What is the equation of the normal line of #f(x)=2x^3-x^2-3x+9# at #x=-1#?

1 Answer
Jun 19, 2016

Let's first find what point the tangent passes through, given #x = a#.

Explanation:

#f(x) = 2(-1)^3 - (-1)^2 - 3(-1) + 9#

#f(x) = -2 - 1 + 3 + 9#

#f(x) = 9#

Therefore, the tangent passes through #(-1, 9)#.

Now that we know this, we must differentiate the function.

By the power rule:

#f'(x) = 6x^2 - 2x - 3#

The slope of the tangent is given by evaluating #f(a)# inside the derivative, a being #x = a#.

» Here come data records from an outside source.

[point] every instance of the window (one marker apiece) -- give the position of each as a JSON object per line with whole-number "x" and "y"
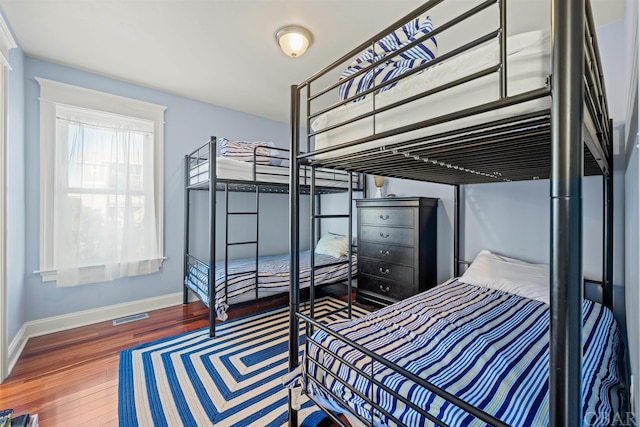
{"x": 101, "y": 185}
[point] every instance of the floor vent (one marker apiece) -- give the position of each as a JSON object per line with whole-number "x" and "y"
{"x": 128, "y": 319}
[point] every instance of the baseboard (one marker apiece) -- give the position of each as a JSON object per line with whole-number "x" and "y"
{"x": 16, "y": 346}
{"x": 53, "y": 324}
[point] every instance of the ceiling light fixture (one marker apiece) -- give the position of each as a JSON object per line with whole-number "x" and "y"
{"x": 293, "y": 40}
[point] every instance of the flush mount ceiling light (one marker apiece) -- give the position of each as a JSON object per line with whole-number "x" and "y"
{"x": 293, "y": 40}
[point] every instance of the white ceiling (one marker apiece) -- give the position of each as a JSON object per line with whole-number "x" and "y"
{"x": 217, "y": 51}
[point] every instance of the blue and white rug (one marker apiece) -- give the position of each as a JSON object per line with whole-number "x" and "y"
{"x": 233, "y": 379}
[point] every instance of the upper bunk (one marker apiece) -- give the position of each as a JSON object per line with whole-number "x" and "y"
{"x": 263, "y": 169}
{"x": 448, "y": 94}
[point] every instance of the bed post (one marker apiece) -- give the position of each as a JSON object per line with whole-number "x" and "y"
{"x": 456, "y": 231}
{"x": 607, "y": 250}
{"x": 185, "y": 261}
{"x": 294, "y": 257}
{"x": 211, "y": 283}
{"x": 567, "y": 146}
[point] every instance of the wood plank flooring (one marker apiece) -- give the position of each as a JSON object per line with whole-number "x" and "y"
{"x": 70, "y": 378}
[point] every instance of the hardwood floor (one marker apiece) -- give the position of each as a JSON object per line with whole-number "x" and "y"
{"x": 70, "y": 378}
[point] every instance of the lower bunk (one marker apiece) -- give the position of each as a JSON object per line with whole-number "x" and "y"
{"x": 472, "y": 351}
{"x": 249, "y": 279}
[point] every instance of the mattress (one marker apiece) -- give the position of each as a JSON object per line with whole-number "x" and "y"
{"x": 487, "y": 347}
{"x": 528, "y": 65}
{"x": 273, "y": 277}
{"x": 230, "y": 169}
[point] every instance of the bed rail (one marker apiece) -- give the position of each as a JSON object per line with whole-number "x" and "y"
{"x": 272, "y": 178}
{"x": 424, "y": 148}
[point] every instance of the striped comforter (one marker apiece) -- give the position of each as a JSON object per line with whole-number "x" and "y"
{"x": 487, "y": 347}
{"x": 273, "y": 276}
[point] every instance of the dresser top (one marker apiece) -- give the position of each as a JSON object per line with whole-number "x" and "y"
{"x": 397, "y": 201}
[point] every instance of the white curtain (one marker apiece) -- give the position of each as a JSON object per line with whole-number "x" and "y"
{"x": 104, "y": 218}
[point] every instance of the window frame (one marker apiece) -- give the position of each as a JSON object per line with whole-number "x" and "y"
{"x": 54, "y": 93}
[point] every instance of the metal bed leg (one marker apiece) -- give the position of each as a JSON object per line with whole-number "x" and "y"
{"x": 607, "y": 250}
{"x": 294, "y": 260}
{"x": 212, "y": 237}
{"x": 567, "y": 147}
{"x": 185, "y": 267}
{"x": 456, "y": 231}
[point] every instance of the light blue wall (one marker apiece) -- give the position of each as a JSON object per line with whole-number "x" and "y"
{"x": 188, "y": 124}
{"x": 16, "y": 190}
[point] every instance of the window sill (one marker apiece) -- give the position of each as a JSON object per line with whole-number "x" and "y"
{"x": 52, "y": 275}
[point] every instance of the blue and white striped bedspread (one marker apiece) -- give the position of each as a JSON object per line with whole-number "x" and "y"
{"x": 487, "y": 347}
{"x": 273, "y": 275}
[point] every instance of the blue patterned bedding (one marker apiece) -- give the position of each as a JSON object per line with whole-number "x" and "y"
{"x": 273, "y": 276}
{"x": 488, "y": 347}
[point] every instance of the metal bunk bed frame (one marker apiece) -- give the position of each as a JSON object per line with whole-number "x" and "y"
{"x": 208, "y": 179}
{"x": 577, "y": 89}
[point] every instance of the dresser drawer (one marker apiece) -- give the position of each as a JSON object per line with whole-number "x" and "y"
{"x": 388, "y": 216}
{"x": 387, "y": 252}
{"x": 386, "y": 270}
{"x": 396, "y": 236}
{"x": 389, "y": 289}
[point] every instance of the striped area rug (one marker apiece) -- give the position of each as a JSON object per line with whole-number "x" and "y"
{"x": 233, "y": 379}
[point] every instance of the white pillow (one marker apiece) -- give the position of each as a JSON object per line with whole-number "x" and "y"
{"x": 510, "y": 275}
{"x": 335, "y": 245}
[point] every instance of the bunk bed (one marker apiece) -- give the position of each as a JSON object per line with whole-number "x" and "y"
{"x": 224, "y": 166}
{"x": 493, "y": 108}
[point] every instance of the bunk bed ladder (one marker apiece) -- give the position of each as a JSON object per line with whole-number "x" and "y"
{"x": 227, "y": 244}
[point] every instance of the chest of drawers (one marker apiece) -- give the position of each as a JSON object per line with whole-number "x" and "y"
{"x": 396, "y": 248}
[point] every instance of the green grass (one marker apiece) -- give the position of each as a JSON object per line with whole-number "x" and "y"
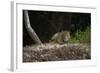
{"x": 81, "y": 36}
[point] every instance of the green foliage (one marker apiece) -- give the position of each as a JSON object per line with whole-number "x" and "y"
{"x": 81, "y": 36}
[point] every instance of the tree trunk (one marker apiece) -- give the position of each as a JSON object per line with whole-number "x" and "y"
{"x": 31, "y": 31}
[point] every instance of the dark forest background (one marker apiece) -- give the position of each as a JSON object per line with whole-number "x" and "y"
{"x": 47, "y": 23}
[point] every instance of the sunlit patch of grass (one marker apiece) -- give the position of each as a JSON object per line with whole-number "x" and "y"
{"x": 81, "y": 36}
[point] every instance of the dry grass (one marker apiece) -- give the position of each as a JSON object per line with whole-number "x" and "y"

#f'(-1) = 6(-1)^2 - 2(-1) - 3#

#f'(-1) = 6 + 2 - 3#

#f'(-1) = 5#

The slope of the tangent is #5#. The normal is always perpendicular to the tangent, so the slope will be the negative reciprocal of that of the tangent.

This means the slope of the normal line is #-1/5#. By point slope form, we can find the equation of the normal line:

#y - y_1 = m(x - x_1)#

#y - 9 = -1/5(x - (-1))#

#y - 9 = -1/5x - 1/5#

#y = -1/5x - 1/5 + 9#

#y = -1/5x + 44/5#

#:.# The equation of the normal line is #y = -1/5x + 44/5#.

Hopefully this helps!